Finally, release. Once inside Razorbeard's spacious cabin, the barbs retracted back into the pirate's fingers like so many bees in their nest - stingers ready. Rayman was dropped to the floor in a heap of hands and feet and muffled yelps. Without a word, the soliders saluted their Admiral and marched from the room to stand guard outside the door. Razorbeard poked the crumbled thing on his floor with one metal toe, hard – better described as a kick than anything else.

A sorry sight, Rayman lifted his head and tentatively tried to stand, convulsing as his maimed hands inadvertently scraped against a rough-hewn floorboard. Nausea twisted and sank in his stomach like a lump of cold mercury. His two wiry, ear-like tufts of hair fell greasily over the grey paste skin of his face. Sporadic, heavy breathing rattled in and out of him and his body was all shivers. Not even his eyes seemed alive – fixed though they were on his foe in a numb, muddy stare.

"Hello, Rayman," sneered the Admiral in his grating synthetic voice. "Are ya' enjoying yar stay?"

This is your chance. Shorter than any other robo-pirate Rayman had ever seen aboard the Buccaneer, Razorbeard would prove an easy target – just a single, full-charge energy sphere would be enough – however vile, however fearsome he was. Rayman regathered his strength with a few deep breaths and pushed all pain and sleepless sickness out of his mind. Never lowering his stare from the Admiral's beady eyes, he drew his right hand over and above his head, spreading his fingers to form a shallow cradle. The static heat of raw light-energy began to pulsate from the center of that cradle, forming itself into a sphere and growing, growing until it was twice the size of his fist. All restraints of time and physical existence had melted away, leaving him a pure, bodiless entity of light, controlling the ticking of space-time at his own beck and call. In a single solar-flare surge, he thrust foreword his hand and released the sphere; his inner mind sailed along with it in lurching sluggishness, and every second was an agony of years as it drew closer, closer, closer to impact. Impact, that shining moment of his victory, the destruction of Razorbeard.

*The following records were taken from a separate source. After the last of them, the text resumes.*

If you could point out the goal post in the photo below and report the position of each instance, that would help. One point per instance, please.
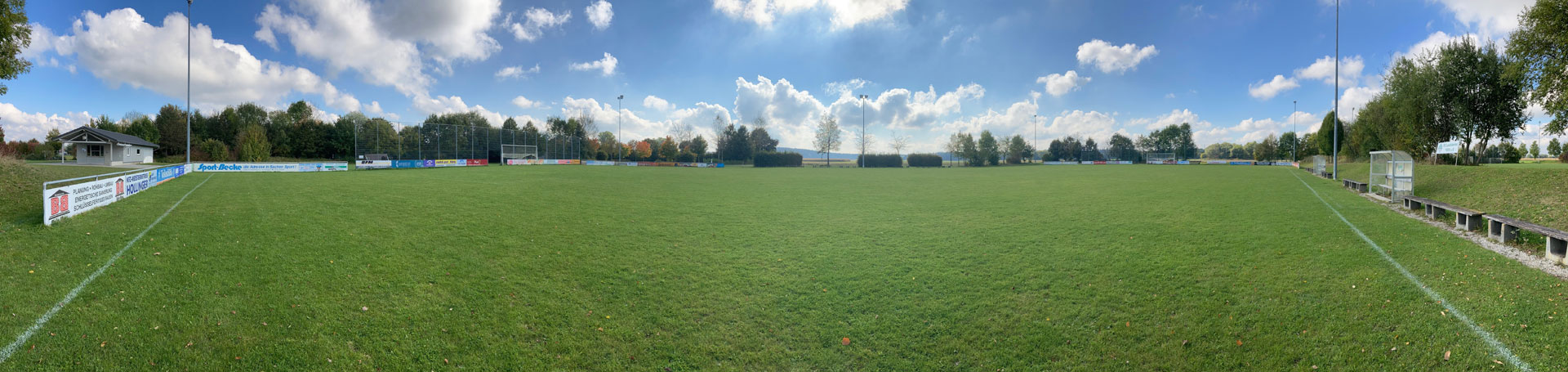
(519, 153)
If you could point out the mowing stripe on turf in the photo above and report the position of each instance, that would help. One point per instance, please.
(1493, 343)
(5, 353)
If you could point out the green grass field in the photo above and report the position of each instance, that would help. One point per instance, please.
(684, 269)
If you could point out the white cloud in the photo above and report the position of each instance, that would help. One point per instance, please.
(902, 109)
(1324, 69)
(20, 126)
(657, 104)
(537, 22)
(453, 104)
(845, 13)
(524, 102)
(1435, 41)
(1493, 18)
(121, 49)
(344, 35)
(1269, 90)
(449, 30)
(1062, 83)
(604, 66)
(1111, 58)
(516, 71)
(599, 15)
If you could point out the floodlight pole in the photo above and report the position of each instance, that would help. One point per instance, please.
(618, 148)
(862, 136)
(187, 80)
(1336, 90)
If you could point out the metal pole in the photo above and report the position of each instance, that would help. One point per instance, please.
(187, 82)
(618, 140)
(1336, 90)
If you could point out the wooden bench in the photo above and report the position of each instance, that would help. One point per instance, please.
(1508, 230)
(1352, 184)
(1463, 217)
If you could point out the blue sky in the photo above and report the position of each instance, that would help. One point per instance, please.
(1232, 68)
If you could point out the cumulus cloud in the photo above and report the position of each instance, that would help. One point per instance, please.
(845, 13)
(1062, 83)
(1324, 69)
(1114, 60)
(516, 71)
(606, 65)
(121, 47)
(524, 102)
(599, 15)
(20, 126)
(1493, 18)
(1269, 90)
(345, 37)
(657, 104)
(535, 22)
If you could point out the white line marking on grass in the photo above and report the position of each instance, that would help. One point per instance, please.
(1493, 343)
(5, 353)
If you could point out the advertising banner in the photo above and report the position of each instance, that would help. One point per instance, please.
(73, 199)
(1450, 148)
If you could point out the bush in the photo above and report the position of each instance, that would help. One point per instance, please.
(925, 160)
(880, 160)
(777, 159)
(214, 150)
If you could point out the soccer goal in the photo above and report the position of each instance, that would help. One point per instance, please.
(518, 153)
(1160, 157)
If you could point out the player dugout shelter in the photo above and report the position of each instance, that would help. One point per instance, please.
(96, 146)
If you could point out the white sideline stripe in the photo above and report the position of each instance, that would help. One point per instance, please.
(1493, 343)
(8, 351)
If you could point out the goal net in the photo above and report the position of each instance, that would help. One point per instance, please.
(1160, 157)
(518, 151)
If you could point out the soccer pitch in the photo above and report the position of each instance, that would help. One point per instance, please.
(739, 269)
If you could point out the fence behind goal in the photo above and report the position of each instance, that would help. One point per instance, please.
(381, 140)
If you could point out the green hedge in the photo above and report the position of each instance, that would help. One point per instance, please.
(880, 160)
(925, 160)
(777, 159)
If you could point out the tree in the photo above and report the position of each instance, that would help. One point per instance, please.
(1539, 49)
(862, 140)
(15, 37)
(761, 140)
(698, 146)
(1090, 151)
(990, 151)
(971, 151)
(1288, 143)
(828, 136)
(899, 143)
(253, 145)
(954, 146)
(172, 129)
(1121, 148)
(1325, 134)
(1479, 95)
(1015, 150)
(666, 150)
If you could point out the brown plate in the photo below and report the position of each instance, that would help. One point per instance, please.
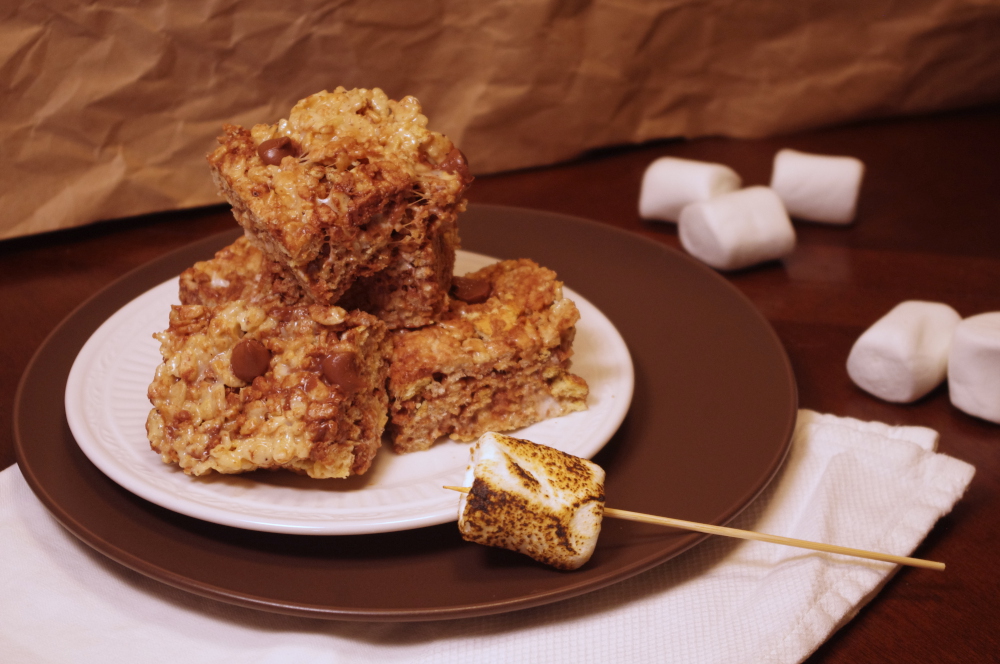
(710, 424)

Ten full seconds, ten panicky intervals of real-time clicked away… and there had been no explosion, no great and dramatic end-all collision of magic and titanium, no sound at all!

Rayman was snapped back into his physical self with a suddenness that set him reeling. "So you knew," he muttered to the hated figure of the robot before him, the figure that should have been crumpled to the ground and smoldering, yet stood unphased and grinning instead.

Admiral Razorbeard appeared pleased with the situation indeed, gears clicking agreeably, a sort of robotic chortle. "Yar powers? What, ya' thought I didn't know ya' could do that? I am the leader a' these scrap-rats, ya' must remember – it was under my order that ya' were captured to begin with! Poor, ignorant Rayman, these failed heroics must be growing so old." The Admiral drew closer to his prisoner's face – the sawblade beard nearly scraped against his nose. Rayman squirmed; that voice made his insides wretch in cold disgust, as though someone had just set a swarm of crawling within him. "Ya' put on a good show, I'll admit, but yar little energy ball splashed right off my side like a drop a' oil – not a scratch! Ya' see, I know all about ya', Rayman, and how yar powers work. Ya'll find that those barbs my officers used on yar hands weren't just for transport. Actually, they were pumping ya' full a' poison all the way from yar cell to my quarters. And that's a hell lot of poison for someone so small, let me tell ya'. It was designed not to activate unless ya' tried to fire one of yar shots like that."

"Activate?" Rayman asked quickly, too shocked, too utterly bewildered at his own ignorance to worry over bigger questions now. "What else is it going to do to me?"

"If ya' behave and don't try putting on another light show, the poison will have no other affect on ya' and should be out of yar system in a few days. But with every shot ya' fire, ya' little limbless freak, the poison will double in potency. And it's volatile – eventually, it will react with all that electric stuff inside ya' and gnaw away yar light. Just like draining the blood from some normal organism, it will leave ya' empty and dead." Razorbeard allowed a moment to let his words soak into the tense silence, apparently relishing his own genius.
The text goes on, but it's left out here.